According to the present invention, the first external pad connected to the drain of the uppermost transistor and supplied with a variable power from the outside and the input side of the comparator and supplied with the reference power from the outside A second external pad, and an output pad connected to the output side of the comparator and outputting the result of comparison by the comparator to the outside. The reference power supply is supplied to the second external pad while being supplied to the first external pad, and the tester can measure the result of the comparison by simply inputting the comparison result from the comparator from the output pad. There is an effect that a semiconductor integrated circuit capable of measuring a potential can be obtained.

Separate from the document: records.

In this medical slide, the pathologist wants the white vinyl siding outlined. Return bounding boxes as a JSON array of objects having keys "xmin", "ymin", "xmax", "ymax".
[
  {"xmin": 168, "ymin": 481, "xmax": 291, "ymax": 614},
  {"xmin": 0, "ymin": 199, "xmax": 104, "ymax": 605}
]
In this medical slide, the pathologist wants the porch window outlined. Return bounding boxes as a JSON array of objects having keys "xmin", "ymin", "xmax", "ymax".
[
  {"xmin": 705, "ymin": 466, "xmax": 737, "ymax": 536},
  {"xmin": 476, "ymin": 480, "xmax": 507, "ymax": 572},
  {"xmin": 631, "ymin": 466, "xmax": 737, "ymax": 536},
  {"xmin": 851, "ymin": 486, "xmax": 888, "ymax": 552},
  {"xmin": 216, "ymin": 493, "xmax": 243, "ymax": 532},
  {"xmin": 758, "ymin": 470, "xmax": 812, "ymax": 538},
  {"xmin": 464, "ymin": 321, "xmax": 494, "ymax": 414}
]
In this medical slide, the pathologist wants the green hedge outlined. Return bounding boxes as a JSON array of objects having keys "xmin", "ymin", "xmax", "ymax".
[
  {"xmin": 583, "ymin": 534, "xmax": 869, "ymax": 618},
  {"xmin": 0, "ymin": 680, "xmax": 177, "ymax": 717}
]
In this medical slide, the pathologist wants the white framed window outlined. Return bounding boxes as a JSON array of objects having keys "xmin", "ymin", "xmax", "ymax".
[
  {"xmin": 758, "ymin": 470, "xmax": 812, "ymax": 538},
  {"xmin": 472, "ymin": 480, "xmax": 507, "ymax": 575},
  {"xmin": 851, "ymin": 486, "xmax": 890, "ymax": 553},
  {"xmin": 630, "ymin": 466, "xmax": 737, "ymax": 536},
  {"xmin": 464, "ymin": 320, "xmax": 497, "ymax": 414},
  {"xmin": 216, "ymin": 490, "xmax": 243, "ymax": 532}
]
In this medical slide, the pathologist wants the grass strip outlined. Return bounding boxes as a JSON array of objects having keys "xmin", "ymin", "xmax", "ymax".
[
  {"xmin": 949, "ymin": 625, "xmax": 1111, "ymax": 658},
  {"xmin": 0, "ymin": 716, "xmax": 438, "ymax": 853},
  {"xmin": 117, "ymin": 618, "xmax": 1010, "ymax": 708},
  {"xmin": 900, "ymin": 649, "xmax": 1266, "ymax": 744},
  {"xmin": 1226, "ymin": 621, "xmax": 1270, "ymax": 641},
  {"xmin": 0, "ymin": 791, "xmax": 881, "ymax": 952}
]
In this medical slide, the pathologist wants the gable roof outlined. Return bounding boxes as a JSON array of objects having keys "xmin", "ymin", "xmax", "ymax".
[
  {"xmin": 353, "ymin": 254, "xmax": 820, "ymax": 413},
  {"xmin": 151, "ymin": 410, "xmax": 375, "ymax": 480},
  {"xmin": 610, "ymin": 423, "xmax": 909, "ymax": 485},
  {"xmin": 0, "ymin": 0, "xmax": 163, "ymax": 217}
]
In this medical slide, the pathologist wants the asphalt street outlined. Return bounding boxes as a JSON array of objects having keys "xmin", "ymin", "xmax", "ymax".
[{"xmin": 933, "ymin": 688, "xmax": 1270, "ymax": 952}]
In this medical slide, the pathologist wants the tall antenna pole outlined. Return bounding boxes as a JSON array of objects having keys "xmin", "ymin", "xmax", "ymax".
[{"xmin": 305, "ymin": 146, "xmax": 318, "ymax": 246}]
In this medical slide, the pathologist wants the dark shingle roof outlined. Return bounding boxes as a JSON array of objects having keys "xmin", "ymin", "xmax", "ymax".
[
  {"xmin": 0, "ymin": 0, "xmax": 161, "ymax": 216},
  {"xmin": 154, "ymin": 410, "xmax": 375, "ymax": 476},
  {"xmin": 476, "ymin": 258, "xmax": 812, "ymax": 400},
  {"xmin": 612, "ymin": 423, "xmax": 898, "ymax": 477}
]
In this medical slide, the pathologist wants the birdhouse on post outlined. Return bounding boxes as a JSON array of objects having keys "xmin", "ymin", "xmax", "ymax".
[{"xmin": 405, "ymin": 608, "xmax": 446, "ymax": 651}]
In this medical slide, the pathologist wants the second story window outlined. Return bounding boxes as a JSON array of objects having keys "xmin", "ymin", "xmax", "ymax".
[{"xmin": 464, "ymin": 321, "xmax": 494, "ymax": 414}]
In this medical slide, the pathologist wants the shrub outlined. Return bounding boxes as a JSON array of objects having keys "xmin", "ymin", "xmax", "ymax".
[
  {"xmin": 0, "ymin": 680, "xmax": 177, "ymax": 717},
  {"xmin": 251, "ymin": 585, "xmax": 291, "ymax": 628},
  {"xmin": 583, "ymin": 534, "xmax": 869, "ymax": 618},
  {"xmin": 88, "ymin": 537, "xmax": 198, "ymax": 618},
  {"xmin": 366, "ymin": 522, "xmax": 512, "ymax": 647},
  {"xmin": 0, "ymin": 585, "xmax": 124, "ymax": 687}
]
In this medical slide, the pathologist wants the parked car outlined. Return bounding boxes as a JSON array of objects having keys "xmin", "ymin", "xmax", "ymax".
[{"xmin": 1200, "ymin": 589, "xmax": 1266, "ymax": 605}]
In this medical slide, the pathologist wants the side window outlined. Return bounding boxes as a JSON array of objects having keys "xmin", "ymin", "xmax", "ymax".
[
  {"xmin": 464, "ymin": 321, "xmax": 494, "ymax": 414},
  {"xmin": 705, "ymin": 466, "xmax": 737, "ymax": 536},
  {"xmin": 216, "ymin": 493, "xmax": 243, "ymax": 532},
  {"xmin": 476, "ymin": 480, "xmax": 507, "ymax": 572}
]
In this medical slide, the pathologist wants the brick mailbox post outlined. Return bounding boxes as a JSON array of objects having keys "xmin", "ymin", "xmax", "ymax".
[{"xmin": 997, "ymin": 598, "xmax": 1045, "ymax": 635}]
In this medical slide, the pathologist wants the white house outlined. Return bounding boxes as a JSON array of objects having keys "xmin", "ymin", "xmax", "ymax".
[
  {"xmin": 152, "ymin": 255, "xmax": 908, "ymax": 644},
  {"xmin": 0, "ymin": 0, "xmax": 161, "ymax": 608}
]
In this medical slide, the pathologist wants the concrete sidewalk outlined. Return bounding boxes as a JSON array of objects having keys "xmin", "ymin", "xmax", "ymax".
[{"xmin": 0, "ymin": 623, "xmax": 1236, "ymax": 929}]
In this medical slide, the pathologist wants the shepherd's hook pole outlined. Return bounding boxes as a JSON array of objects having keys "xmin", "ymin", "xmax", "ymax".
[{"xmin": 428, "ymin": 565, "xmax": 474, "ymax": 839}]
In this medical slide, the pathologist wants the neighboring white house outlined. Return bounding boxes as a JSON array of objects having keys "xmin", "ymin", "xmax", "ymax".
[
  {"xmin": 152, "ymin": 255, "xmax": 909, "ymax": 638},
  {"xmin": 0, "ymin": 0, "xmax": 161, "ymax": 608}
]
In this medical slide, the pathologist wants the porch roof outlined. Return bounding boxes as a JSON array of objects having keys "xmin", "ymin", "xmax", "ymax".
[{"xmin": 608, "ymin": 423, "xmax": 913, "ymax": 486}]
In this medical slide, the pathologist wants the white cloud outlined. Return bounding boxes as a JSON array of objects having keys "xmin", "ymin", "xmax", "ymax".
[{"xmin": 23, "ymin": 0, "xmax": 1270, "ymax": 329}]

[Brief description of the drawings]

FIG. 1 is a configuration diagram illustrating a semiconductor integrated circuit according to a first embodiment of the present invention;

FIG. 2 is a configuration diagram showing a conventional semiconductor integrated circuit.

FIG. 3 is an explanatory diagram showing a negative feedback amplifier constituting a step-down circuit.

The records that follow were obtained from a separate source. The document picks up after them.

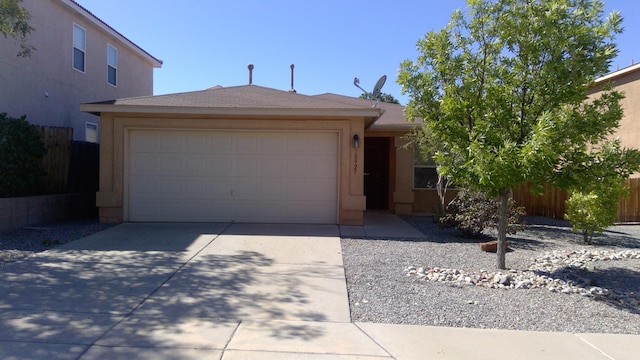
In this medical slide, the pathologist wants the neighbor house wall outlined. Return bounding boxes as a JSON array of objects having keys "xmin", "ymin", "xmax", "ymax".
[
  {"xmin": 0, "ymin": 0, "xmax": 160, "ymax": 140},
  {"xmin": 589, "ymin": 64, "xmax": 640, "ymax": 178},
  {"xmin": 96, "ymin": 113, "xmax": 366, "ymax": 225}
]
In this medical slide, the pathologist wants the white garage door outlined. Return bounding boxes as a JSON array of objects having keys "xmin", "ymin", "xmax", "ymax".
[{"xmin": 128, "ymin": 130, "xmax": 338, "ymax": 224}]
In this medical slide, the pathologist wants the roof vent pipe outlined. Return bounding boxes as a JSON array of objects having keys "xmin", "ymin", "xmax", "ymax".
[
  {"xmin": 289, "ymin": 64, "xmax": 297, "ymax": 93},
  {"xmin": 247, "ymin": 64, "xmax": 253, "ymax": 85}
]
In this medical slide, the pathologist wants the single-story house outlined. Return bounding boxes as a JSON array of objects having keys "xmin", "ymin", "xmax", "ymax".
[{"xmin": 81, "ymin": 84, "xmax": 438, "ymax": 225}]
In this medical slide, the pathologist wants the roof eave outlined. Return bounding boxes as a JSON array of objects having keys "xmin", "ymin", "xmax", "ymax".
[
  {"xmin": 594, "ymin": 63, "xmax": 640, "ymax": 85},
  {"xmin": 80, "ymin": 103, "xmax": 381, "ymax": 119}
]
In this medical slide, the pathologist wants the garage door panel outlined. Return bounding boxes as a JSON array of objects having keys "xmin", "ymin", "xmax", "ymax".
[
  {"xmin": 260, "ymin": 135, "xmax": 283, "ymax": 154},
  {"xmin": 128, "ymin": 130, "xmax": 338, "ymax": 223},
  {"xmin": 154, "ymin": 132, "xmax": 185, "ymax": 153},
  {"xmin": 202, "ymin": 177, "xmax": 234, "ymax": 200},
  {"xmin": 129, "ymin": 176, "xmax": 158, "ymax": 197},
  {"xmin": 185, "ymin": 133, "xmax": 210, "ymax": 154},
  {"xmin": 235, "ymin": 134, "xmax": 258, "ymax": 154},
  {"xmin": 233, "ymin": 155, "xmax": 260, "ymax": 176},
  {"xmin": 131, "ymin": 153, "xmax": 156, "ymax": 175}
]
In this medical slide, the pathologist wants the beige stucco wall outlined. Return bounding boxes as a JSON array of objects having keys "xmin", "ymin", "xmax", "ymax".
[
  {"xmin": 96, "ymin": 113, "xmax": 366, "ymax": 225},
  {"xmin": 589, "ymin": 68, "xmax": 640, "ymax": 178},
  {"xmin": 0, "ymin": 0, "xmax": 159, "ymax": 140}
]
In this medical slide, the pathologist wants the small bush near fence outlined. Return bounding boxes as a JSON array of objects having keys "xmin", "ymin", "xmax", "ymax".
[
  {"xmin": 0, "ymin": 113, "xmax": 46, "ymax": 197},
  {"xmin": 0, "ymin": 114, "xmax": 100, "ymax": 197}
]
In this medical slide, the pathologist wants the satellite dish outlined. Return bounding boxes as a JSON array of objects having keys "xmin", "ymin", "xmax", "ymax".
[
  {"xmin": 353, "ymin": 75, "xmax": 387, "ymax": 107},
  {"xmin": 372, "ymin": 75, "xmax": 387, "ymax": 101}
]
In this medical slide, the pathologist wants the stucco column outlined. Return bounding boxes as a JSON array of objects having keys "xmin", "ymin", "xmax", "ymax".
[{"xmin": 391, "ymin": 136, "xmax": 414, "ymax": 215}]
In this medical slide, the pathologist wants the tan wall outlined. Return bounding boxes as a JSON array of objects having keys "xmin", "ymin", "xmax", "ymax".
[
  {"xmin": 589, "ymin": 69, "xmax": 640, "ymax": 178},
  {"xmin": 0, "ymin": 0, "xmax": 158, "ymax": 140},
  {"xmin": 96, "ymin": 113, "xmax": 366, "ymax": 225}
]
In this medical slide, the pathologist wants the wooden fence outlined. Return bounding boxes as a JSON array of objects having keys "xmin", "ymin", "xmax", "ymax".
[
  {"xmin": 39, "ymin": 126, "xmax": 100, "ymax": 194},
  {"xmin": 39, "ymin": 126, "xmax": 73, "ymax": 194},
  {"xmin": 513, "ymin": 178, "xmax": 640, "ymax": 223}
]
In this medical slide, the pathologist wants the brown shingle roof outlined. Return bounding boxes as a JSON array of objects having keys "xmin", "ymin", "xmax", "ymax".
[
  {"xmin": 80, "ymin": 85, "xmax": 382, "ymax": 128},
  {"xmin": 315, "ymin": 93, "xmax": 415, "ymax": 131},
  {"xmin": 94, "ymin": 85, "xmax": 371, "ymax": 109}
]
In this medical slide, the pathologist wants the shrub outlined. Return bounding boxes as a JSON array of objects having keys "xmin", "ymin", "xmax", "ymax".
[
  {"xmin": 0, "ymin": 113, "xmax": 46, "ymax": 197},
  {"xmin": 438, "ymin": 189, "xmax": 525, "ymax": 237},
  {"xmin": 564, "ymin": 178, "xmax": 629, "ymax": 244}
]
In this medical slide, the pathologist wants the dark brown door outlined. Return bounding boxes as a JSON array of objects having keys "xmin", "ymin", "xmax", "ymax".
[{"xmin": 364, "ymin": 137, "xmax": 390, "ymax": 210}]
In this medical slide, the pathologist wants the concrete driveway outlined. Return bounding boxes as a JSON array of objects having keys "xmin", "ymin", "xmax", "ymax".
[
  {"xmin": 0, "ymin": 223, "xmax": 385, "ymax": 359},
  {"xmin": 0, "ymin": 218, "xmax": 640, "ymax": 360}
]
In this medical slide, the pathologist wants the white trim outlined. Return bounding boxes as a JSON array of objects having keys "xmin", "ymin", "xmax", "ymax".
[
  {"xmin": 58, "ymin": 0, "xmax": 162, "ymax": 68},
  {"xmin": 84, "ymin": 121, "xmax": 100, "ymax": 144},
  {"xmin": 71, "ymin": 22, "xmax": 87, "ymax": 74},
  {"xmin": 595, "ymin": 63, "xmax": 640, "ymax": 84}
]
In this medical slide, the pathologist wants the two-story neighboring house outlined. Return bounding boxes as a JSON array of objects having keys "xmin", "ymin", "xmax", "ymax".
[{"xmin": 0, "ymin": 0, "xmax": 162, "ymax": 142}]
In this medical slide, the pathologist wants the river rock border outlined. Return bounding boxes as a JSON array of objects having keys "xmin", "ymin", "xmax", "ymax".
[{"xmin": 404, "ymin": 249, "xmax": 640, "ymax": 308}]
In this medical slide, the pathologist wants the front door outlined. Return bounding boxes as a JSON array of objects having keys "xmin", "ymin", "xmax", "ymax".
[{"xmin": 364, "ymin": 137, "xmax": 390, "ymax": 210}]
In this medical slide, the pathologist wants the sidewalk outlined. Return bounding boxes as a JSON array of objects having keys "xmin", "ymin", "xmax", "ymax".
[{"xmin": 0, "ymin": 213, "xmax": 640, "ymax": 360}]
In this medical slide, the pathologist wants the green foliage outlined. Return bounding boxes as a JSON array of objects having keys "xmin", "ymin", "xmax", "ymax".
[
  {"xmin": 360, "ymin": 92, "xmax": 400, "ymax": 104},
  {"xmin": 0, "ymin": 113, "xmax": 46, "ymax": 197},
  {"xmin": 439, "ymin": 189, "xmax": 526, "ymax": 237},
  {"xmin": 398, "ymin": 0, "xmax": 635, "ymax": 268},
  {"xmin": 565, "ymin": 184, "xmax": 627, "ymax": 244},
  {"xmin": 0, "ymin": 0, "xmax": 36, "ymax": 57},
  {"xmin": 565, "ymin": 139, "xmax": 640, "ymax": 244}
]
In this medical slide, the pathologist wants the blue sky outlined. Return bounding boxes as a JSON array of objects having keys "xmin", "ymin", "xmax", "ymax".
[{"xmin": 77, "ymin": 0, "xmax": 640, "ymax": 104}]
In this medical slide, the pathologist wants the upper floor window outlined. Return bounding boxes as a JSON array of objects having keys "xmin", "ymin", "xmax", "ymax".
[
  {"xmin": 84, "ymin": 122, "xmax": 98, "ymax": 143},
  {"xmin": 73, "ymin": 24, "xmax": 87, "ymax": 72},
  {"xmin": 107, "ymin": 44, "xmax": 118, "ymax": 86},
  {"xmin": 413, "ymin": 150, "xmax": 453, "ymax": 189}
]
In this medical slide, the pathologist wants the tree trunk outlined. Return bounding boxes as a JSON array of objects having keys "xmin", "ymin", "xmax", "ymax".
[{"xmin": 497, "ymin": 189, "xmax": 511, "ymax": 270}]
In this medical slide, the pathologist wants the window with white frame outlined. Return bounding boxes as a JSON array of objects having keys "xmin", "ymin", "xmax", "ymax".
[
  {"xmin": 84, "ymin": 122, "xmax": 98, "ymax": 143},
  {"xmin": 73, "ymin": 24, "xmax": 87, "ymax": 72},
  {"xmin": 413, "ymin": 150, "xmax": 451, "ymax": 189},
  {"xmin": 107, "ymin": 44, "xmax": 118, "ymax": 86}
]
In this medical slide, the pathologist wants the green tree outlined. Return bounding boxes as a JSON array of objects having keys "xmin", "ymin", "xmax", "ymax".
[
  {"xmin": 0, "ymin": 0, "xmax": 36, "ymax": 57},
  {"xmin": 360, "ymin": 92, "xmax": 400, "ymax": 104},
  {"xmin": 398, "ymin": 0, "xmax": 636, "ymax": 269},
  {"xmin": 0, "ymin": 113, "xmax": 47, "ymax": 197},
  {"xmin": 565, "ymin": 141, "xmax": 640, "ymax": 244}
]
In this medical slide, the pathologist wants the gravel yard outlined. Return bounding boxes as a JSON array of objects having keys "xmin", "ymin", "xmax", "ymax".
[
  {"xmin": 0, "ymin": 219, "xmax": 114, "ymax": 266},
  {"xmin": 0, "ymin": 216, "xmax": 640, "ymax": 334},
  {"xmin": 342, "ymin": 216, "xmax": 640, "ymax": 334}
]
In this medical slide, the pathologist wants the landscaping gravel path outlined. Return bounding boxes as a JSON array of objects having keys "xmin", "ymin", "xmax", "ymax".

FIG. 4 is an explanatory diagram showing input / output signals of a negative feedback amplifier.

FIG. 5 is an explanatory diagram showing a method for measuring a potential of an internal power supply.

FIG. 6 is an explanatory diagram showing contact resistance and stray capacitance formed on the output side of a negative feedback amplifier.

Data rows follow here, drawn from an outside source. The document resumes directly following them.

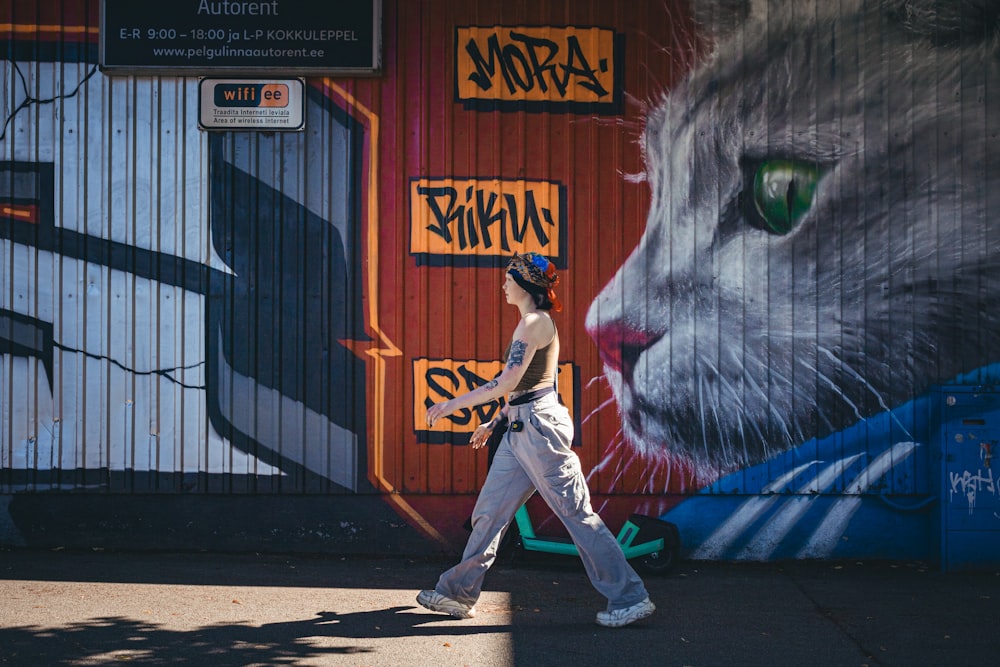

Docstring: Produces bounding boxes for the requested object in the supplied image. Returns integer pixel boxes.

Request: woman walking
[417,253,656,627]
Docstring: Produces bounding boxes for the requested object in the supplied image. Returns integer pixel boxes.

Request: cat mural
[587,0,1000,559]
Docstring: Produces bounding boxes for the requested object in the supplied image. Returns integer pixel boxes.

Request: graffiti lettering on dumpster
[948,468,997,514]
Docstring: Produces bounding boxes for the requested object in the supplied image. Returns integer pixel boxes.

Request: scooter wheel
[636,549,677,574]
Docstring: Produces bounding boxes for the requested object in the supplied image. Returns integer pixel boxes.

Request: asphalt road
[0,550,1000,667]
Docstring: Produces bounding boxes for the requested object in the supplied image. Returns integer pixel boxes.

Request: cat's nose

FIG. 7 is an explanatory diagram showing output signals of a negative feedback amplifier according to the presence or absence of a probe.

[Explanation of symbols]

2 external power supply, 3 step-down circuit, 4 internal power supply line, 5
I / O circuit, 6 peripheral circuit, 7 memory array, 11
Chip (semiconductor integrated circuit), 12-transistor series circuit, 12a to 12n transistors, 13 comparator, 14 external pad (first external pad), 15
External pad (second external pad), 16 output pads, 2
1 Tester, 21a, 21b power supply section, 21c voltmeter.

──────────────────────────────────────────────────続 き Continued on the front page (51) Int.Cl. ⁷ Identification symbol FI Theme coat ゛ (Reference) G11C 16/02 G11C 17/00 601Z

Claims (2)

[Claims] 1. A step-down circuit comprising a negative feedback amplifier for stepping down an external power supply to an internal power supply having a lower potential, and N (N is an arbitrary natural number of 2 or more) transistors of the same form each having a source. A transistor series circuit in which a drain is connected in series, a variable power supply is supplied to a drain of the uppermost transistor, and an internal power supply stepped down by the step-down circuit is supplied to a gate of the lowermost transistor; And a comparator for comparing a drain potential of the lowermost transistor with a comparator. 2. A first external pad connected to the drain of the uppermost transistor and supplied with an external variable power supply, and a second external pad connected to the input side of the comparator and supplied with an external reference power supply 2. The semiconductor integrated circuit according to claim 1, further comprising: a pad; and an output pad connected to an output side of the comparator and outputting a comparison result by the comparator to the outside.